Cardinals running back Ryan Williams underwent a platelet-rich plasma injection in his ailing right knee about 10 days ago. Williams is just one of many athletes to receive such injections which are designed to send highly-concentrated platelets the part of blood that helps us heal to the injured area.

It works like this: The patient’s blood is drawn and then put through a centrifuge. That concentrates it down to 7-10 times the normal amount of platelets. The substance is then injected into the injured area. “It tricks the body into regenerating” said Dr. Luga Podesta an orthopedic surgeon at Kerlan-Jobe Orthopaedic Clinic in Los Angeles.

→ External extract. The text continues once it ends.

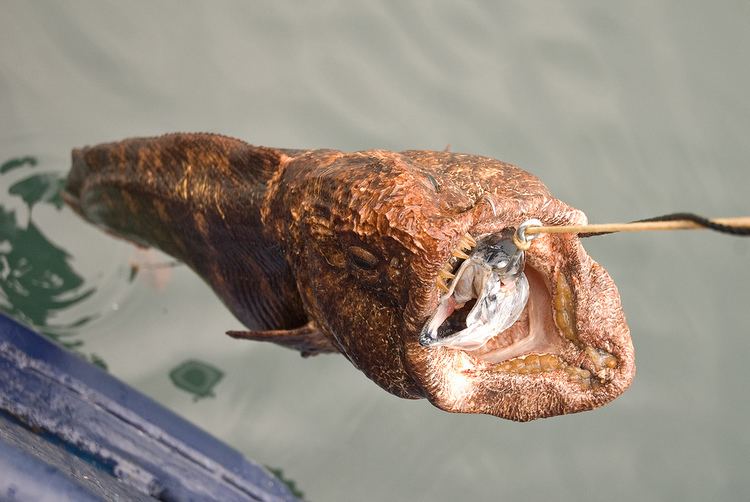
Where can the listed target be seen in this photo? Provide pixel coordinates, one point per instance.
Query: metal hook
(520, 239)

Dr. Podesta isn’t treating Williams but performs PRP regularly and has had success using it in athletes with elbow ligament tears Achilles injuries and patellar tendon tears.

Williams suffered a patellar tendon tear nearly two years ago and his current knee problem is believed to be related.

“We’ve had great success with throwing athletes” Dr. Podesta said. “With high-grade partial tears we’ve been able to get 80 percent of them back in 12 weeks.”

So what’s the normal recovery time for patients who have undergone a PRP injection?

“Initially you want to limit the activity because you want the cells to grow” Dr. Podesta said. “In my experience for the first two weeks I let them do a minimal amount just range of motion and strengthening exercises using only their own weight.”